Secondly, you seem to get the idea patterns seeing as you appear to be using the repository pattern so you might want to look at IoC. It allows you to inject your dependency on a particular object such as your repository into your class where it is going to be used allowing for easier unit testing.
Thirdly, regardless of where you get your data from, move the structuring of the data into a tree data structure into a service which returns you an object containing all your departments that have already been organised (This basically becomes a DTO). This will help you reduce code duplication.
With anything you need to apply the yagni principle. This basically says that you should only do something if you are going to need it so if the code you have provided above is complete, needs no further work and is functional don't touch it. The same goes with the performance issue of select n+1, if you are not seeing any performance hits don't do anything as it may be premature optimization.
In your edit
DepartmentRepository repo = new DepartmentRepository();
var entries = repo.FindAllDepartments();
var parentDepartments = entries.Where(d => d.IDParentDepartment == null).ToList();
foreach (var parent in parentDepartments)
{
TreeNode node = new TreeNode(parent.Name);
treeView1.Nodes.Add(node);
var children = entries.Where(x => x.IDParentDepartment == parent.ID).ToList();
foreach (var child in children)
{
node.Nodes.Add(child.Name);
}
}
You still have a n+1 issue. This is because the data is only retrieved from the database when you call the ToList() or when you iterate over the enumeration. This would be better.
var entries = repo.FindAllDepartments().ToList();
var parentDepartments = entries.Where(d => d.IDParentDepartment == null);
foreach (var parent in parentDepartments)
{
TreeNode node = new TreeNode(parent.Name);
treeView1.Nodes.Add(node);
var children = entries.Where(x => x.IDParentDepartment == parent.ID);
foreach (var child in children)
{
node.Nodes.Add(child.Name);
}
}

That looks ok to me, but think about a collection of hundreds of thousands nodes. The best way to do that is asynchronous loading - please notice, that do don't necassarily have to load all elements at the same time.
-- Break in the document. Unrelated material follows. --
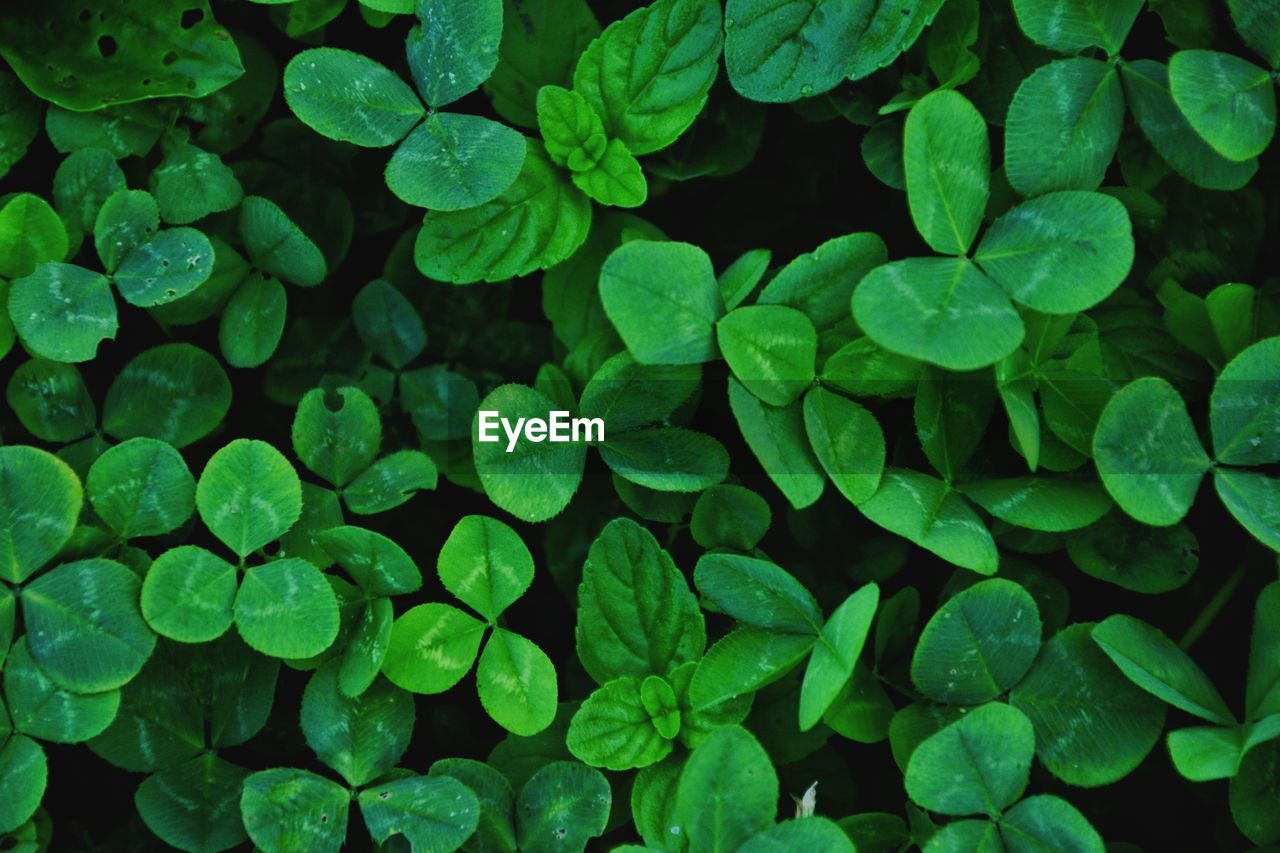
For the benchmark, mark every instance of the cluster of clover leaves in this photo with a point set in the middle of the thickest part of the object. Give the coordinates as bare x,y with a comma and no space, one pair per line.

Your tree view can be collapsed by default and you can load additional levels as the user expands tree's nodes. Let's consider such case: you have a root node containing 100 nodes and each of these nodes contains at least 1000 nodes. 100 * 1000 = 100000 nodes to load - pretty much, istn't it? To reduce the database traffic you can first load your first 100 nodes and then, when user expands one of those, you can load its 1000 nodes. That will save considerable amount of time.

Things that come to mind:
It looks like .ToList() is needless. If you are simply iterating over the returned result, why bother with the extra step?
Move this function into its own thing and out of the event handler.
As other have said, you could get the whole result in one call. Sort by IDParentDepartment so that the null ones are first. That way, you should be able to get the list of departments in one call and iterate over it only once adding children departments to already existing parent ones.

Wrap the TreeView modifications with:
treeView.BeginUpdate();
// modify the tree here.
treeView.EndUpdate();
To get better performance.
Pointed out here by jgauffin

This should use only one (albeit possibly large) call to the database:
Departments.Join(
Departments,
x => x.IDParentDepartment,
x => x.Name,
(o,i) => new { Child = o, Parent = i }
).GroupBy(x => x.Parent)
.Map(x => {
var node = new TreeNode(x.Key.Name);
x.Map(y => node.Nodes.Add(y.Child.Name));
treeView1.Nodes.Add(node);
}
)
Where 'Map' is just a 'ForEach' for IEnumerables:
public static void Map<T>(this IEnumerable<T> source, Action<T> func)
{
foreach (T i in source)
func(i);
}
Note: This will still not help if the Departments table is huge as 'Map' materializes the result of the sql statement much like 'ToList()' does. You might consider Piotr's answer.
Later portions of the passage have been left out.